Parallel Nodes: how to manage failures or exceptions

Hi,
I’m trying to build my custom agent on LangGraph. Currently I’m building a graph using parallel agents and I would like to know if there is a smart strategy to cancel the execution of one Node if the other node raises an exception.

Thanks in advance for any kind of feedback

hi @carmine-sacco

LangGraph actually has built-in machinery for handling failures in parallel nodes, plus several strategies you can layer on top.

1. LangGraph already cancels sibling nodes on failure (default behavior)

When nodes run in parallel (same superstep), the runner uses concurent.features.wait() (sync) or asyncio.wait() (async) with return_when=FIRST_COMPLETED.
After each task completes, it calls an internal function _should_stop_others() that checks if any completed task raised a non-interrupt exception. If so, it breaks out of the execution loop immediately.

Then _panic_or_proceed() kicks in:

  • it iterates over all futures
  • if it finds an exception, it cancels all still-inflight tasks
  • it re-raises the first exception

Here’s the relevant logic from the LangGraph source code

Therefore, is a node A and node B run in parallel and a node A throws an exception, LangGrpah will cancel node B and re-raise node A’s exception.

important nuance: GraphInterrupt (used for human-in-the-loop) is not treated as a failure. Only real exceptions trigger cancellation. Source: _runner.py

2. RetryPolicy to make nodes resilient before failing

Before a node failure propagates and cancels siblings, you can add retry policies to give transient errors a chance to recover. This is configured per-node via add_node().

from langgraph.graph import StateGraph
from langgraph.types import RetryPolicy

builder = StateGraph(MyState)

# Default retry: 3 attempts, exponential backoff, jitter
builder.add_node(my_flaky_node, retry_policy=RetryPolicy())

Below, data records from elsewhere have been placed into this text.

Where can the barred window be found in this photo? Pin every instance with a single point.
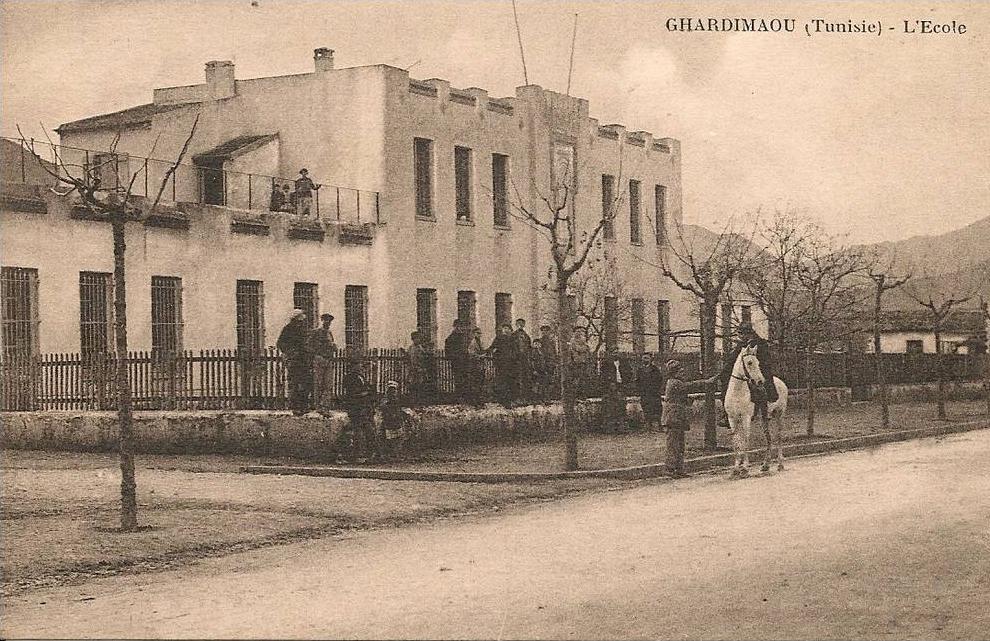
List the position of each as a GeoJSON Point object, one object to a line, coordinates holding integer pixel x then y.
{"type": "Point", "coordinates": [467, 308]}
{"type": "Point", "coordinates": [95, 313]}
{"type": "Point", "coordinates": [19, 311]}
{"type": "Point", "coordinates": [250, 315]}
{"type": "Point", "coordinates": [608, 206]}
{"type": "Point", "coordinates": [166, 315]}
{"type": "Point", "coordinates": [462, 183]}
{"type": "Point", "coordinates": [500, 189]}
{"type": "Point", "coordinates": [635, 231]}
{"type": "Point", "coordinates": [423, 168]}
{"type": "Point", "coordinates": [638, 313]}
{"type": "Point", "coordinates": [306, 296]}
{"type": "Point", "coordinates": [660, 196]}
{"type": "Point", "coordinates": [503, 310]}
{"type": "Point", "coordinates": [426, 314]}
{"type": "Point", "coordinates": [356, 317]}
{"type": "Point", "coordinates": [663, 325]}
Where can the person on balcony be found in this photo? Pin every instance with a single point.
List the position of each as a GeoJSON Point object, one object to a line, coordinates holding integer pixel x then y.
{"type": "Point", "coordinates": [304, 192]}
{"type": "Point", "coordinates": [292, 342]}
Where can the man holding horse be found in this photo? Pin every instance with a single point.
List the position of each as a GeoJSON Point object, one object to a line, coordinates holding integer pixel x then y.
{"type": "Point", "coordinates": [748, 337]}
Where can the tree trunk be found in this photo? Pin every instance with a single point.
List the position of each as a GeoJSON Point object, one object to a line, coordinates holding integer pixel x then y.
{"type": "Point", "coordinates": [568, 399]}
{"type": "Point", "coordinates": [128, 485]}
{"type": "Point", "coordinates": [878, 357]}
{"type": "Point", "coordinates": [940, 392]}
{"type": "Point", "coordinates": [708, 364]}
{"type": "Point", "coordinates": [809, 376]}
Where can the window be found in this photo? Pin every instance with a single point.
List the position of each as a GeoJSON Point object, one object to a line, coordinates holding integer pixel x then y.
{"type": "Point", "coordinates": [500, 189]}
{"type": "Point", "coordinates": [611, 323]}
{"type": "Point", "coordinates": [166, 315]}
{"type": "Point", "coordinates": [426, 314]}
{"type": "Point", "coordinates": [250, 316]}
{"type": "Point", "coordinates": [19, 311]}
{"type": "Point", "coordinates": [638, 313]}
{"type": "Point", "coordinates": [503, 310]}
{"type": "Point", "coordinates": [663, 325]}
{"type": "Point", "coordinates": [608, 206]}
{"type": "Point", "coordinates": [660, 196]}
{"type": "Point", "coordinates": [726, 329]}
{"type": "Point", "coordinates": [95, 315]}
{"type": "Point", "coordinates": [306, 296]}
{"type": "Point", "coordinates": [467, 308]}
{"type": "Point", "coordinates": [423, 168]}
{"type": "Point", "coordinates": [635, 232]}
{"type": "Point", "coordinates": [462, 182]}
{"type": "Point", "coordinates": [356, 318]}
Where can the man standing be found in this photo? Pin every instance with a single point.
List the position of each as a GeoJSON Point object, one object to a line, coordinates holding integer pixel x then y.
{"type": "Point", "coordinates": [298, 361]}
{"type": "Point", "coordinates": [676, 417]}
{"type": "Point", "coordinates": [304, 192]}
{"type": "Point", "coordinates": [523, 373]}
{"type": "Point", "coordinates": [324, 348]}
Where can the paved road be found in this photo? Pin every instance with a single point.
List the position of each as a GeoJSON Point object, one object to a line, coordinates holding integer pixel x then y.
{"type": "Point", "coordinates": [889, 543]}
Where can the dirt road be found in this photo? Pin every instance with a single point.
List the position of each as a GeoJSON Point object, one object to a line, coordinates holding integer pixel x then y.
{"type": "Point", "coordinates": [893, 542]}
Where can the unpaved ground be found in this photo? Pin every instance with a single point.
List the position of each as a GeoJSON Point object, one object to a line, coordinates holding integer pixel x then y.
{"type": "Point", "coordinates": [892, 542]}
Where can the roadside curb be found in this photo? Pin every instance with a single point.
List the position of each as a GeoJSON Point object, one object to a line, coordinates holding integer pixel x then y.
{"type": "Point", "coordinates": [651, 470]}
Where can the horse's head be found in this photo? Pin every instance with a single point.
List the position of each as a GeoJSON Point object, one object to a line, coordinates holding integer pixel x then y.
{"type": "Point", "coordinates": [749, 365]}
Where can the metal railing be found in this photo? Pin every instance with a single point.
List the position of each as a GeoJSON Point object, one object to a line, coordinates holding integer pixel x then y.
{"type": "Point", "coordinates": [118, 172]}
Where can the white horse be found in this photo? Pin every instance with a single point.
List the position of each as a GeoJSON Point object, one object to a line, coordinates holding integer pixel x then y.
{"type": "Point", "coordinates": [740, 408]}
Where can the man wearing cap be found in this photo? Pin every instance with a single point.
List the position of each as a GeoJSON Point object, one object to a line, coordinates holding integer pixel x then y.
{"type": "Point", "coordinates": [292, 342]}
{"type": "Point", "coordinates": [323, 348]}
{"type": "Point", "coordinates": [676, 413]}
{"type": "Point", "coordinates": [748, 337]}
{"type": "Point", "coordinates": [304, 192]}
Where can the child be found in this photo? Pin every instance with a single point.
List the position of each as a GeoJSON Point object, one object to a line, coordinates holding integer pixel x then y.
{"type": "Point", "coordinates": [676, 417]}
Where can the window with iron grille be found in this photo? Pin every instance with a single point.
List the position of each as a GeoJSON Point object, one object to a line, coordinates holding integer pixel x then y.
{"type": "Point", "coordinates": [462, 182]}
{"type": "Point", "coordinates": [250, 316]}
{"type": "Point", "coordinates": [19, 312]}
{"type": "Point", "coordinates": [426, 314]}
{"type": "Point", "coordinates": [166, 315]}
{"type": "Point", "coordinates": [95, 313]}
{"type": "Point", "coordinates": [635, 231]}
{"type": "Point", "coordinates": [500, 189]}
{"type": "Point", "coordinates": [638, 314]}
{"type": "Point", "coordinates": [467, 308]}
{"type": "Point", "coordinates": [663, 325]}
{"type": "Point", "coordinates": [608, 206]}
{"type": "Point", "coordinates": [306, 296]}
{"type": "Point", "coordinates": [660, 196]}
{"type": "Point", "coordinates": [611, 323]}
{"type": "Point", "coordinates": [356, 317]}
{"type": "Point", "coordinates": [423, 168]}
{"type": "Point", "coordinates": [726, 328]}
{"type": "Point", "coordinates": [503, 310]}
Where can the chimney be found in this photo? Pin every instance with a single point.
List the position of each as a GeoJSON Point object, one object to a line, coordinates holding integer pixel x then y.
{"type": "Point", "coordinates": [220, 79]}
{"type": "Point", "coordinates": [323, 59]}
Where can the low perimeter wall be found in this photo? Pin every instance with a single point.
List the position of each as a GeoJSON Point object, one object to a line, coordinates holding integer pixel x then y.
{"type": "Point", "coordinates": [312, 436]}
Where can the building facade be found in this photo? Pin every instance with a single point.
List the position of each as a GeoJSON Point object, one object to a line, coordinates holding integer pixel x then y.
{"type": "Point", "coordinates": [420, 218]}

# Custom retry: 5 attempts, only on specific exceptions
builder.add_node(
    my_api_node,
    retry_policy=RetryPolicy(
        max_attempts=5,
        initial_interval=1.0,
        backoff_factor=2.0,
        max_interval=30.0,
        jitter=True,
        retry_on=[ConnectionError, TimeoutError],
    ),
)

RetryPolicy fields:

Parameter Default Description
initial_interval 0.5 Seconds before first retry
backoff_factor 2.0 Multiplier for each subsequent retry
max_interval 128.0 Maximum seconds between retries
max_attempts 3 Total attempts (including the first)
jitter True Add random jitter to avoid thundering herd
retry_on default_retry_on Exception class(es) or a callable returning bool

Source: RetryPolicy in langgraph.types and _retry.py

3. catch exceptions inside the node (graceful degradation)

If you want a parallel branch to fail gracefully instead of crashing the entire graph, wrap the node logic in a try/except and write a fallback result to the state:

from typing import Annotated, TypedDict
from langgraph.graph import StateGraph, START, END
import operator


class MyState(TypedDict):
    query: str
    results: Annotated[list[dict], operator.add]
    errors: Annotated[list[str], operator.add]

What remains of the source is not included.